Sunday, September 21, 2008

History became Legend

I went for a walk this evening. It was a beautiful day but I was lost in thought. No matter where I went people were present, and, for once, other people were the last thing I wanted. Making my way up through the Hollow to the lake and back around through the Hollow up to campus and down the the elementary schools my mind reeled over the world in which we live and the reasons for change.
As I swung back and forth on a swing, a little redheaded girl came running over to swing near me as her mother watched from a nearby bench. It occurred to me as I watched the girl get stuck upside down on the swing that a mere four years ago or so, that girl didn't exist in her mother's life. In one night that woman's life changed and nine months later it would never, ever be the same.

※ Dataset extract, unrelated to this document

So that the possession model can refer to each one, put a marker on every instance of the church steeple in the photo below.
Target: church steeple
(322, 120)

After they left I continued to swing, staring around me at what once had been part of my everyday life. That "big toy" over there was brand new when I started the second grade. I wandered over to the parallel bar, remembering how I'd had to jump to reach it when I first gave it a try. The short metal swing was gone, replaced by jail bars of cerulean blue for the safety of the children who play on it. Looking around the playground the garish plastic monstrosity the kids play on now disappeared, replaced by a small little thing of dark stained wood with a metal slide and a tire swing. Over there had been a HUGE slide that was removed due to it's inappropriate height and another set of swings. That used to be a jungle gym. Oh, how simple life had been then!

I wandered back the swings and sat down, swinging slowly and singing, looking over at the town. There's the pavilion and... hang on. I squinted to make sure it wasn't a mirage. Jumping from the swing I grabbed my phone and sunglasses and headed over in that direction.

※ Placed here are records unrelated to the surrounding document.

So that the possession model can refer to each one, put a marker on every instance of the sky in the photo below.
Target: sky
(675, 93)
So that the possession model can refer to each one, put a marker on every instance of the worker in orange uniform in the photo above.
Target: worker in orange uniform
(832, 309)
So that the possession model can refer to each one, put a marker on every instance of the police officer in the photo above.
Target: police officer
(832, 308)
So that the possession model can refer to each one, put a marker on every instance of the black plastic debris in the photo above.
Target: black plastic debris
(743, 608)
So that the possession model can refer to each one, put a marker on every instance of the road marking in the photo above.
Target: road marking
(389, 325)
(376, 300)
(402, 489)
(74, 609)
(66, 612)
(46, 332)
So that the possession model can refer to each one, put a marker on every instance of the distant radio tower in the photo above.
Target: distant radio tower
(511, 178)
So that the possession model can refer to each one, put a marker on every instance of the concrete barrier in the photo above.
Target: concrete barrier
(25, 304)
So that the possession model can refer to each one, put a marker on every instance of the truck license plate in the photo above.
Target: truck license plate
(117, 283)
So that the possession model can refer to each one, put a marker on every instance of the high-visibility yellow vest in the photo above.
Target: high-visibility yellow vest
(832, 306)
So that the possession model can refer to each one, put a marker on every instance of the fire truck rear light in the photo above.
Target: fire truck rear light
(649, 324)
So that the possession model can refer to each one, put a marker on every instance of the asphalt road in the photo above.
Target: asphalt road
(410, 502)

Rusty swings, a metal zip line and a square of loose gravel were all that remained of the lower playground. I stood amidst the carnage, very aware that my childhood had suddenly become ancient history, and it struck me to the core. Here, on this place where I stood, had been a large wood and plastic gym with a tubed slide and the perfect monkey bars. All that remains are the memories... watching my two best friends walk arm and arm under the bridge... trying to climb up the inside of the tube... perfecting skipping two bars each swing on the monkey bars... one of my friends, who was still unable to pump, swing on the swings...

I remember in high school when I first learned all of the history of my town. The stairs leading to the lower playground had once been part of an elementary school that stood on the location of the Branch Library, and one fine summer's day I found the brick cornerstones of a classroom in the grass. It was an amazing moment, to find proof that the infamous building really had existed.
I realized, lost in the haunts of my childhood, that years from now, when I return to my hometown with my children for a visit, I will take them to that spot and say, "When I was your age..." New books would be written about New Concord's history, mentioning the old days of the Fireman's Festival and that wooden toy wouldn't be mentioned at all. Instead it will be a story, passed from generation to generation until someday, my great-great grandson will become a famous writer who places the plot in the good old backwoods of Southeastern Ohio and the story told by his great great grandmother will make an appearance, along with that wooden plaything of yore.

The spring in my step was gone as I trudged down to main street. Cars flew by, lights flickered. Creno's Pizza was a floodlight onto the street, the kids inside laughing and chatting with their friends at work. Strains of a piano floated out from the house across the street as I passed. I began to wish for the "good ol' days" back when everyone in my town knew everyone else, where the telephones were on the same line and you could catch gossip just by picking up the receiver, where television didn't exist yet and the lights were so few that stars could be seen in the night sky above. Friends could make an unannounced visit and be welcomed gladly as mothers kept time by the trains that went through town. I wish I had been part of those days. Even with the scares of the war, even with the hard times, it seems like a kinder time, a better generation.

I began my walk with the purpose of being alone in God's creation and I ended with the disheartening realities of an ever changing world. Nothing will ever be the same again.